A Codename: Battering Ram tale by Matt Hilton

2008, Iran/Pakistan Border

A breeze plucked dust from the desert; throwing grit into the eyes of the man lying prone in a ditch he’d dug with his bare hands. He’d concealed himself beneath a camouflaged tarpaulin alongside his HALO jump gear and parachute, leaving only room through which to peer out. Dirk Ramm, a Specialized Skills Officer of the CIA Special Operations Group, squinted against the sandblasting, crunching down on a grain that caught between his teeth. He tasted silicone. He pushed the grit from his mouth with the tip of his tongue. It would have been simpler to spit it out, but he daren’t make a sound.

Four men were seated on the ground little more than twenty yards from Ramm, using their jeep to shield them from the scouring wind. They couldn’t see him where he hid, but they might hear the clearing of his throat. The men had propped their weapons – Russian AK-47 assault rifles – against the jeep, in easy reach. They’d pulled their headscarves around their hawkish faces. One of them had lit a hand-rolled cigarette and was drawing on it, almost in defiance of the wind. From where he lay watching them, their observer could smell the camel dung fragrance of the tobacco. Then again, the men didn’t smell much different.

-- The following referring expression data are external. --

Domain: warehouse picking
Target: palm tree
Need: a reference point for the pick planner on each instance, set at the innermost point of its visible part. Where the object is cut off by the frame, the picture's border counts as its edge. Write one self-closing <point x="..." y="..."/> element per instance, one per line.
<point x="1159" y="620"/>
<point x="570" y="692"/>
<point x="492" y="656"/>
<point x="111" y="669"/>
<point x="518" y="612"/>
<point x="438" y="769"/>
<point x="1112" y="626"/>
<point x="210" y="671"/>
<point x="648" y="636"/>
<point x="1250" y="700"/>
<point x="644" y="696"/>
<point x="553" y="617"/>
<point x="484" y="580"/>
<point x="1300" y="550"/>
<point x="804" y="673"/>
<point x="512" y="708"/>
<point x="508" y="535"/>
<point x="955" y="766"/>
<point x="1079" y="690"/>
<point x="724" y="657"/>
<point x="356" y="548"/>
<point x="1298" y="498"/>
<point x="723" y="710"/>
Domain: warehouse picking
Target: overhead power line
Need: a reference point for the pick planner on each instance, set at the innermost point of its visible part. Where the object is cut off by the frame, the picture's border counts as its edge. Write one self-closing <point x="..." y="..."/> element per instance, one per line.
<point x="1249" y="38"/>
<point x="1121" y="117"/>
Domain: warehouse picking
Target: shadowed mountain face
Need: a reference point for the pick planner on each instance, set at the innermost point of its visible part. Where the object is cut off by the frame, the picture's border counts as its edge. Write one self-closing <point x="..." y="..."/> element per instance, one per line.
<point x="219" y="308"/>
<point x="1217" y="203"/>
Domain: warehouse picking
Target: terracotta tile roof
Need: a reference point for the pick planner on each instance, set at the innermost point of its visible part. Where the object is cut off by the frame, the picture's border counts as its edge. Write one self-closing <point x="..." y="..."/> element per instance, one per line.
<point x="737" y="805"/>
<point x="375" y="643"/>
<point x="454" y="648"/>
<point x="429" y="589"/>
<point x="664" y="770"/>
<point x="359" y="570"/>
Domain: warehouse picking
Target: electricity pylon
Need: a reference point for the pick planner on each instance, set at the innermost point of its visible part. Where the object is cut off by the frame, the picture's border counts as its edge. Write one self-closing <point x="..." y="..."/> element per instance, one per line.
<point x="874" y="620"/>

The quartet of men had parked their vehicle off road, hidden from the traffic on Road 95 by the convolutions of the earth, after driving there from Zahedan during the night. In Arabic the city derived its name from the plural for “pious”. None of the four men could claim as much. They were Taliban fighters, an Iran based splinter cell of terrorists and murderers. They were in a shallow depression, almost like a natural cauldron between the foothills, barely two miles from where the converging borders of Afghanistan and Pakistan made a spearhead wedge into eastern Iran.

It would have been so simple to kill them. They were unaware of Ramm’s presence, and he could erupt from his hiding place and be among them within seconds, definitely before any of them could bring their guns to bear. But killing them wasn’t why he was there. Sure, they’d die if he had his way. But not before they made the rendezvous and brought his real targets within range. For now he had to wait, let them enjoy their rough jokes, their stinking cigarettes, and he’d put them in a hole afterwards.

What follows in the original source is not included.